Abnormal fetal lie, presentation, or position may occur with
Fetopelvic disproportion (fetus too large for the pelvic inlet)
Fetal congenital anomalies
Uterine structural abnormalities (eg, fibroids, synechiae)
Multiple gestation
Several common types of abnormal lie or presentation are discussed here.
Transverse lie
Fetal position is transverse, with the fetal long axis oblique or perpendicular rather than parallel to the maternal long axis. Transverse lie is often accompanied by shoulder presentation, which requires cesarean delivery.
Breech presentation
There are several types of breech presentation.

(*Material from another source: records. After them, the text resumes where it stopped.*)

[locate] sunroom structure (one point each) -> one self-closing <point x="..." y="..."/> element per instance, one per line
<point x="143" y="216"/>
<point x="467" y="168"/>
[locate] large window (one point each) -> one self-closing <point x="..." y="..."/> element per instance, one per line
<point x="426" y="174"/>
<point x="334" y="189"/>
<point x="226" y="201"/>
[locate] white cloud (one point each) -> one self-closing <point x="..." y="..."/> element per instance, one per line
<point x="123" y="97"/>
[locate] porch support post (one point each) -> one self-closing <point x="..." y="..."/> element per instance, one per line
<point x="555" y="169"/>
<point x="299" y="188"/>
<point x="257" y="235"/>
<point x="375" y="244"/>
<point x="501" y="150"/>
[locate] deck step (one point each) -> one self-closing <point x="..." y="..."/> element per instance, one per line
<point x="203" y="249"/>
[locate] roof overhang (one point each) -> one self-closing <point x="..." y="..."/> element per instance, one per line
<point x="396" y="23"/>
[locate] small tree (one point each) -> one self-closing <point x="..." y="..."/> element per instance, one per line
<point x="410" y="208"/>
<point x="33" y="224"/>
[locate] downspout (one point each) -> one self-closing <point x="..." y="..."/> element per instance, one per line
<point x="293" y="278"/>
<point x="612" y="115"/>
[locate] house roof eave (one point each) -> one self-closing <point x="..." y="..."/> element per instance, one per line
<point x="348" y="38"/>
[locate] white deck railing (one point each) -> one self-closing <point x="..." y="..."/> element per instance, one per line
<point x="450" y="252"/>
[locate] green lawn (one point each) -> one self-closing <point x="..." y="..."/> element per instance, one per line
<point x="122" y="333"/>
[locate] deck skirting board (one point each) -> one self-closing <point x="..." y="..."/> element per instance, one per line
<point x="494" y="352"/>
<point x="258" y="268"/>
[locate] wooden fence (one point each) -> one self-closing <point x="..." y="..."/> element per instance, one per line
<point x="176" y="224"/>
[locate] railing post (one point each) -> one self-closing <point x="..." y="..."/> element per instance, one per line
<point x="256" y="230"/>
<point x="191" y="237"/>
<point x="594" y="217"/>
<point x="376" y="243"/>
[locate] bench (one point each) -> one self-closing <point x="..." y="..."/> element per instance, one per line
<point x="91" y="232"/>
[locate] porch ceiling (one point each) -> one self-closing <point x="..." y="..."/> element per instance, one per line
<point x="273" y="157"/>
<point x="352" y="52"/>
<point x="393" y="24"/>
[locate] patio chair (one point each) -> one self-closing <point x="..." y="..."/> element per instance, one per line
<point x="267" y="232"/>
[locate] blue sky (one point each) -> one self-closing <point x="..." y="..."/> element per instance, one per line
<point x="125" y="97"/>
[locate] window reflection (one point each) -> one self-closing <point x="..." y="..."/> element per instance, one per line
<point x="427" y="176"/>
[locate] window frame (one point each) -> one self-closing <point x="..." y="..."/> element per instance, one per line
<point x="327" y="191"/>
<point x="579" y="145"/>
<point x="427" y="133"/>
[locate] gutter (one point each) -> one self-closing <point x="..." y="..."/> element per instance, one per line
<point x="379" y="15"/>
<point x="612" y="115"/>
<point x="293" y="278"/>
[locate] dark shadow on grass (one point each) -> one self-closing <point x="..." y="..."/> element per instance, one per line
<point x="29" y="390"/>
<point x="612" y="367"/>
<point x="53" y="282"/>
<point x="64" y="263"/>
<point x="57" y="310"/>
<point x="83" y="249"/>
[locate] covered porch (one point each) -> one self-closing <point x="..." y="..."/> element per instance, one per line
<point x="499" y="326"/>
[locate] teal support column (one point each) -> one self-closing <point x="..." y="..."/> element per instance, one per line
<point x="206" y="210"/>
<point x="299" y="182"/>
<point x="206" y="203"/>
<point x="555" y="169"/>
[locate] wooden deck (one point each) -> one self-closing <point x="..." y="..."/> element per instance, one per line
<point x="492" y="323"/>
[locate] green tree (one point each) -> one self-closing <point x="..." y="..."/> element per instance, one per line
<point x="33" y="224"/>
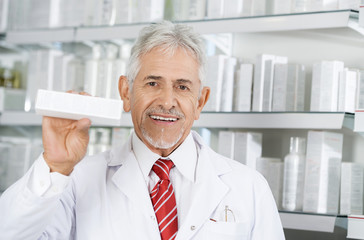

Frank breech: The fetal hips are flexed, and the knees extended (pike position).
Complete breech: The fetus seems to be sitting with hips and knees flexed.
Single or double footling presentation: One or both legs are completely extended and present before the buttocks.
Types of breech presentations
Breech presentation makes delivery difficult ,primarily because the presenting part is a poor dilating wedge. Having a poor dilating wedge can lead to incomplete cervical dilation, because the presenting part is narrower than the head that follows. The head, which is the part with the largest diameter, can then be trapped during delivery.
Additionally, the trapped fetal head can compress the umbilical cord if the fetal umbilicus is visible at the introitus, particularly in primiparas whose pelvic tissues have not been dilated by previous deliveries. Umbilical cord compression may cause fetal hypoxemia.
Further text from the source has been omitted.